Bursa Eropa Menguat di Tengah-tengah Badai Sentimen Negatif

Bursa Eropa Menguat di Tengah-tengah Badai Sentimen Negatif
Ilustrasi (Foto: AFP)
Faisal Maliki Baskoro / FMB Jumat, 26 Juni 2020 | 06:03 WIB

London, Beritasatu.com - Bursa Eropa ditutup menguat pada perdagangan Kamis (25/6/2020) di tengah-tengah gempuran sentimen negatif. Dana Moneter Internasional merevisi pertumbuhan ekonomi global tahun ini. Amerika Serikat melaporkan rekor kasus Covid-19 harian tertinggi.

Index Stoxx600 naik 0,72 persen, DAX Jerman naik 0,69 persen, FTSE Inggris naik 0,38 persen, CAC Prancis naik 0,97 persen, FTSE MIB Italia naik 0,37 persen.

Pasar modal dunia masih dipengaruhi sentimen proyeksi pertumbuhan ekonomi IMF dan naiknya tingkat utang negara-negara di dunia. Pada hari Rabu lalu, IMF melansir laporan terbaru di mana pertumbuhan ekonomi dunia diperkirakan bakal terkontraksi 4,9 persen pada 2020, lebih parah dari proyeksi 3 persen sebelumnya yang dilansir April.

IMF juga merevisi pertumbuhan ekonomi 2021 dari 5,8 persen pada laporan April menjadi 5,4 persen. Melambatnya pertumbuhan ekonomi akibat dampak dari pembatasan sosial yang berlanjut ke semester dua, di mana itu akan mempengaruhi produktivitas dan rantai distribusi global.

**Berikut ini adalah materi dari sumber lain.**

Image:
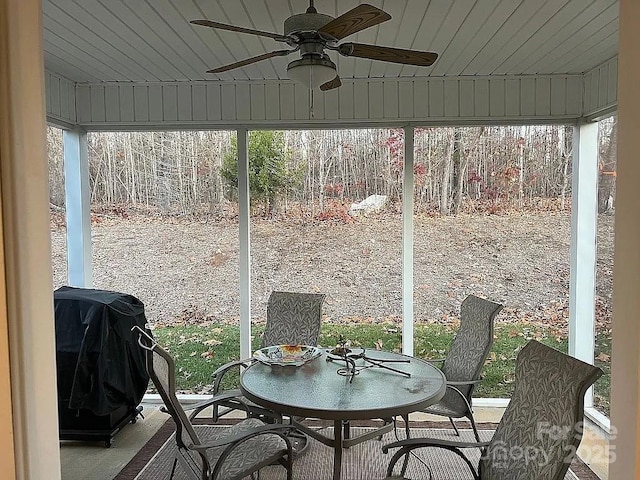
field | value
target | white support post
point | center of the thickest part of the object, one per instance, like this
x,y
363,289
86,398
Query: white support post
x,y
78,203
584,214
245,248
407,243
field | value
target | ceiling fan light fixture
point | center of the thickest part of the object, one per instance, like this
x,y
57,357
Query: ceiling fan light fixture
x,y
312,71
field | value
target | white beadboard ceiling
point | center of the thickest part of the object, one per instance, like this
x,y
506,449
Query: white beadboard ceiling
x,y
152,40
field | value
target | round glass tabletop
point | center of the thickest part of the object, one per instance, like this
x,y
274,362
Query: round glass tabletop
x,y
317,390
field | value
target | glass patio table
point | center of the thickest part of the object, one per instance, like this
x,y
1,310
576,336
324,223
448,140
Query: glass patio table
x,y
316,390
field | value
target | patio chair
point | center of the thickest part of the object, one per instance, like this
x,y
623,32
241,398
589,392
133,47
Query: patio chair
x,y
293,318
466,357
207,452
540,430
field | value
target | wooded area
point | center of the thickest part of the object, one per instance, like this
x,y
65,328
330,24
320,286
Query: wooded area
x,y
456,168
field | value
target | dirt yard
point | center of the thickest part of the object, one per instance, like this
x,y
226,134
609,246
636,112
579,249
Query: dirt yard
x,y
187,270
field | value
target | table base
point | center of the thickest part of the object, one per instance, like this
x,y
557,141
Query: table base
x,y
342,438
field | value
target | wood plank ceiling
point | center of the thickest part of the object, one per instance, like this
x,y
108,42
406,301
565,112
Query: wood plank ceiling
x,y
152,40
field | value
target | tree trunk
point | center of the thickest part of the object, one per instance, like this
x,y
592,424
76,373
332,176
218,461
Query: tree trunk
x,y
607,172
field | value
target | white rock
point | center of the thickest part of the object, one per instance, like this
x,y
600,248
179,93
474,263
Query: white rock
x,y
371,204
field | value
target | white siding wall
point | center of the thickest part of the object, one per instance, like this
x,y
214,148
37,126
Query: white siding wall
x,y
366,102
434,100
601,89
60,98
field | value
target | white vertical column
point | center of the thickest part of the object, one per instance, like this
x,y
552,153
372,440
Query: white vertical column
x,y
245,247
28,412
78,203
407,243
584,214
625,359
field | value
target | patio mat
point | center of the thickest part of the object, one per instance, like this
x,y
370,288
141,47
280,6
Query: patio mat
x,y
361,462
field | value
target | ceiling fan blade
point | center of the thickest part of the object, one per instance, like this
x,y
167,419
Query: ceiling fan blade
x,y
233,28
331,84
388,54
359,18
247,61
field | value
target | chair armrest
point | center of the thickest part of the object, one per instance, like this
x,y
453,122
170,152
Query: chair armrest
x,y
277,429
434,360
459,383
220,372
409,444
230,395
432,442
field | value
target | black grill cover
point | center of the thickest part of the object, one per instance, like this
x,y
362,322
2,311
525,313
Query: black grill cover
x,y
100,365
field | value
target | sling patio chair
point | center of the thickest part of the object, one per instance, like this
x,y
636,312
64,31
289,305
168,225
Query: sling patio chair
x,y
540,430
467,355
293,318
209,452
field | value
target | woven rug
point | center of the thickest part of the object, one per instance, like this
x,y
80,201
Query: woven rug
x,y
360,462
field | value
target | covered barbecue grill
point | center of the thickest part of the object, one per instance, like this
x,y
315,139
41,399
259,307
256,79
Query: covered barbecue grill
x,y
101,368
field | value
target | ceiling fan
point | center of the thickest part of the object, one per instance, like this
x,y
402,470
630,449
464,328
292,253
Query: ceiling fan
x,y
311,33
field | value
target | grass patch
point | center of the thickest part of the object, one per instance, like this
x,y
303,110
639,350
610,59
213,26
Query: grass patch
x,y
200,349
602,387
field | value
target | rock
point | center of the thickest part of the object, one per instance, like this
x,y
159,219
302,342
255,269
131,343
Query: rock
x,y
371,204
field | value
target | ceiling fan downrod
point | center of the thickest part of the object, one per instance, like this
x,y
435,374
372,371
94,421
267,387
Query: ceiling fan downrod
x,y
311,8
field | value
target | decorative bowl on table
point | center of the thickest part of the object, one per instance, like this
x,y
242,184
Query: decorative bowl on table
x,y
293,355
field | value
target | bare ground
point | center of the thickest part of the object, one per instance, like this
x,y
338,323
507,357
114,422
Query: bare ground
x,y
187,269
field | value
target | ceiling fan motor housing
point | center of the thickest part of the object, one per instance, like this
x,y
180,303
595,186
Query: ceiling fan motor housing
x,y
305,22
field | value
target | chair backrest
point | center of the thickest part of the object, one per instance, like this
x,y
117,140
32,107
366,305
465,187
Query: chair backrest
x,y
471,345
161,370
293,318
542,427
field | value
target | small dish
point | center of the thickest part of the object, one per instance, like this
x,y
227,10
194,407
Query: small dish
x,y
287,355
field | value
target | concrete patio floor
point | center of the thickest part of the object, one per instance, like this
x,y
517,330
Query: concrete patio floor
x,y
83,461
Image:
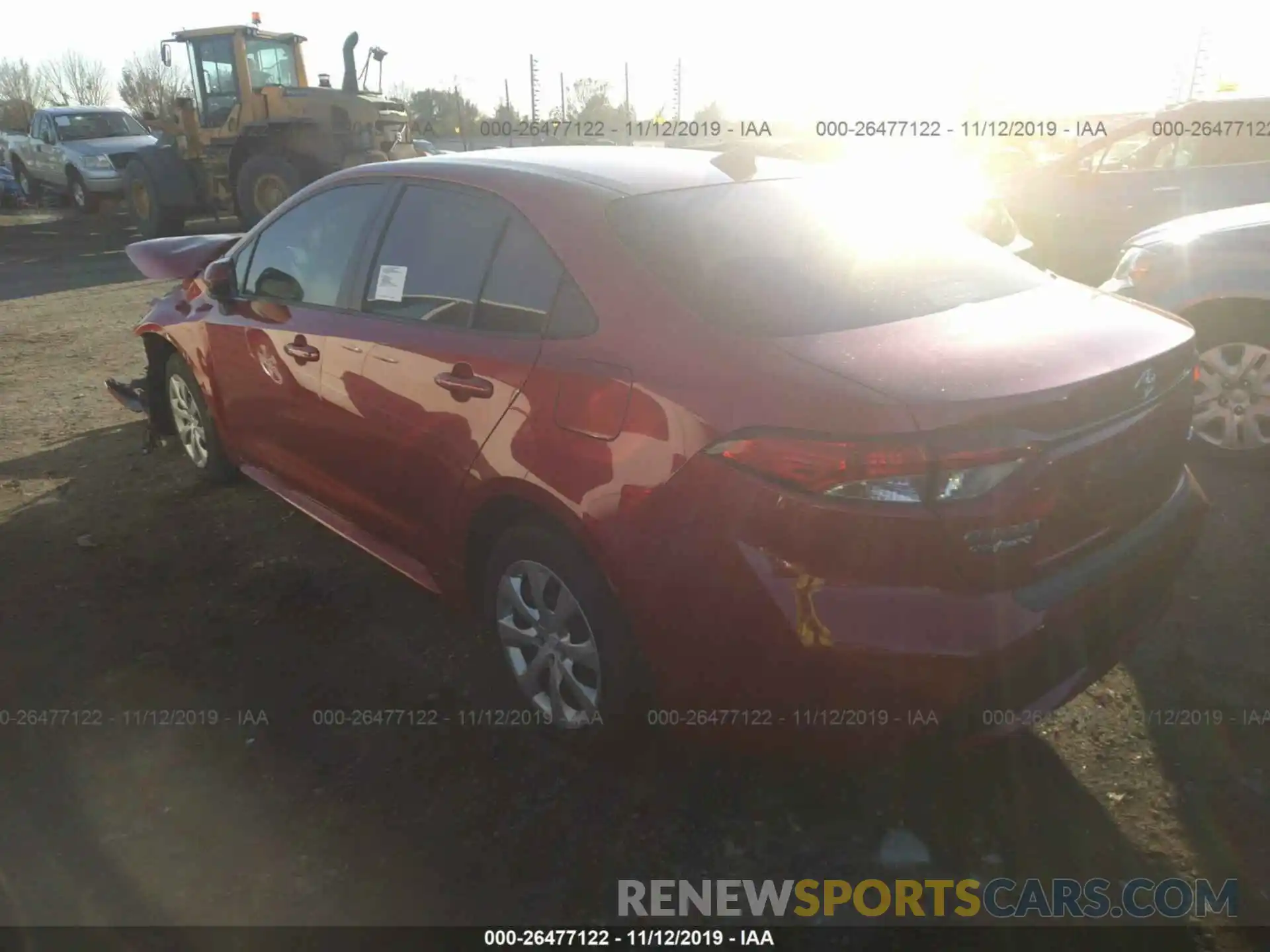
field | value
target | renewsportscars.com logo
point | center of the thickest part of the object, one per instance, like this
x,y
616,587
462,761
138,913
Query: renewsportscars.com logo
x,y
999,899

Pada Rabu, AS mencatat 45.557 kasus baru Covid-19, yang merupakan jumlah tertinggi dalam sehari. Angka itu lebih banyak 9.000 kasus dari level tertinggi sebelumnya pada 26 April. Pada hari Minggu, WHO melaporkan rekor harian dengan 183.000 lebih kasus baru.

Sentimen-sentimen negatif ini teringankan dengan kebijakan regulator AS yang melonggarkan peraturan perbankan di era pascakrisis finansial. Pelonggaran Volcker Rule diharapkan dapat mengalirkan miliaran dolar dari sektor perbankan ke sektor-sektor lain.

Perusahaan tekfin Jerman Wirecard pada Kamis mengajukan perlindungan pailit ke pengadilan Munich. Perusahaan tersebut melaporkan kesalahan akuntansi, di mana dana sebesar US$ 2,1 miliar hilang dari neracanya. Saham Wirecard kembali anjlok 71 persen.